You must change your life, Rilke had written at the end of a poem her students always responded to.

So when do you change it? And how do you start? she pressed them.


On the drive home, Antonia found herself playing back the moment in bed with Izzy. What should she have said to her sister? Was Izzy ill or not? As crazy as the world was, Izzy’s flamboyant schemes sometimes seemed a soulful, if not sustainable, response. And in fact, Antonia felt some of the same inclinations, the wild energy, the dark moods, but she had found a place to put them: in her writing, in her students, in Sam. Each of those safeguards had fallen away. All she had left now were habits of self-discipline and control. What if she let go? Would she end up joining Izzy at Liberty House?

What’s the worst that can happen? Antonia had asked Izzy during their bedded tête-à-tête, hoping to put the present situation into perspective. Now, for the first time since losing Sam, Antonia allowed herself to look that dragon in the eye. What if she threw herself into the deep end of her life? She felt a young woman’s excitement at the thought of letting the universe take her where it will. But the temptation lasted only a minute before the reversal set in, and she found herself murmuring a lay form of St. Augustine’s famous prayer, Lord make me chaste, but not yet.

Make me into the larger version of myself, Antonia prayed, but let’s wait. Let’s wait till tomorrow. Ma?ana, ma?ana, the punch line of all those ethnic jokes about lazy Latins that people used to openly tell that Antonia never thought were funny.


Tomorrow comes. A mild Monday morning in early May is just beginning to dawn. Antonia is awakened from a deep sleep by the alarming sound of barking dogs.

She fumbles for her cell phone on the bedside table. A hysterical Mona is wailing at the other end. Oh my God! Oh Antonia, you’re not going to believe this!

Antonia is now fully awake, sitting up in bed, looking out the window in one of those slow-motion moments right before the world is about to change forever into the pre-and post-of this particular moment: a soft, spring, watercolor light is being brushed across the sky, putting out the stars. The pines on the southern border of the property are swaying: the wind must be coming from the north. The trees on the far hills have leafed out, a bright emerald green, surrounded by the darker, more serene green of evergreens. The earth is still here, she keeps reminding herself as Mona sobs out the news that now there are only three left in the sisterhood.

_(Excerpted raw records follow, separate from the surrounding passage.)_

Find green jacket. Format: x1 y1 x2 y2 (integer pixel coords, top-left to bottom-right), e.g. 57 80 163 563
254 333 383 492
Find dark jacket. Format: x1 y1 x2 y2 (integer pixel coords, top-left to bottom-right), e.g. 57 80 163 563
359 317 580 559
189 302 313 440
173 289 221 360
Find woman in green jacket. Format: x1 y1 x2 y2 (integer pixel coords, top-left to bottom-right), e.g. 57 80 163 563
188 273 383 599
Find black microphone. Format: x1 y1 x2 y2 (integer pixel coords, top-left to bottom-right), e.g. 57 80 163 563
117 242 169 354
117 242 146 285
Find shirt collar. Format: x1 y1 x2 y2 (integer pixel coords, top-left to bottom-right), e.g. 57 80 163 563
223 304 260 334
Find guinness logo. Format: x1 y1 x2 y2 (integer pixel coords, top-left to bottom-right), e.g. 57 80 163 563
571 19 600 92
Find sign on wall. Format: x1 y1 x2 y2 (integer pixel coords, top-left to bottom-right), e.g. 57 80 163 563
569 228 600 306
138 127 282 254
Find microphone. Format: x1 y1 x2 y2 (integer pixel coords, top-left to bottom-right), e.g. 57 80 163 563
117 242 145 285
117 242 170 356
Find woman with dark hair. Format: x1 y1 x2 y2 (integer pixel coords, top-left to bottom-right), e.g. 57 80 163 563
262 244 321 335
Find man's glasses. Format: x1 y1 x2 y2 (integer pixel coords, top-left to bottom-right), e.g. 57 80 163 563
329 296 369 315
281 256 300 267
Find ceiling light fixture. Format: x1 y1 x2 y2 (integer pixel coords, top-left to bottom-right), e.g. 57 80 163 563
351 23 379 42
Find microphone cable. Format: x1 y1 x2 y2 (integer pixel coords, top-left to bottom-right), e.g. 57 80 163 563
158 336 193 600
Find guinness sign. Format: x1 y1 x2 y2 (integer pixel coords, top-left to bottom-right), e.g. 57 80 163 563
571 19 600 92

Calm down now, calm down, Antonia keeps saying to the hysterical Mona on the other end of the phone. Surely, Mona is overreacting. What she is saying can’t be true. Her sisters can so easily slip into hyperbole. Just like Mami. Mangoes falling near the mother tree.

Antonia’s calm infuriates Mona. Oh my God! I can’t believe you! She wants me to calm down, she hears Mona reporting to whoever is with her, probably Tilly. Mona has correctly repeated the content but not the terror that lies below the chilled surface of Antonia’s words.

Come on, Mo-mo, you know what I mean. Okay, okay, I’m sorry, Antonia concedes. Do not contradict the mad or the enraged—the buried instruction again resurfaces. Just tell me, okay? What happened?

I told Kim to make Izzy hand over all her meds, not to give her a prescription and let her self-administer. Nobody ever listens to me! Mona weeps. She took everything she had, plus everything she could find. My painkillers, sleeping pills. Empty bottles all over the place.

When was this? Antonia asks. She has enough wit not to voice the obvious question: Where were you all while this was going on? But Mona must hear the church bells ringing in Antonia’s tone of voice. She is instantly on the defensive. How were we supposed to hear her? She snuck into the bathroom while we were sleeping. By the time we woke up, she was totally passed out on the floor.

This will not do. Put Tilly on, Antonia says in a tight voice. She wants a better, second opinion on Mona’s bad news.

But Tilly is even less coherent than Mona: animal howls and whimpers of unbearable pain.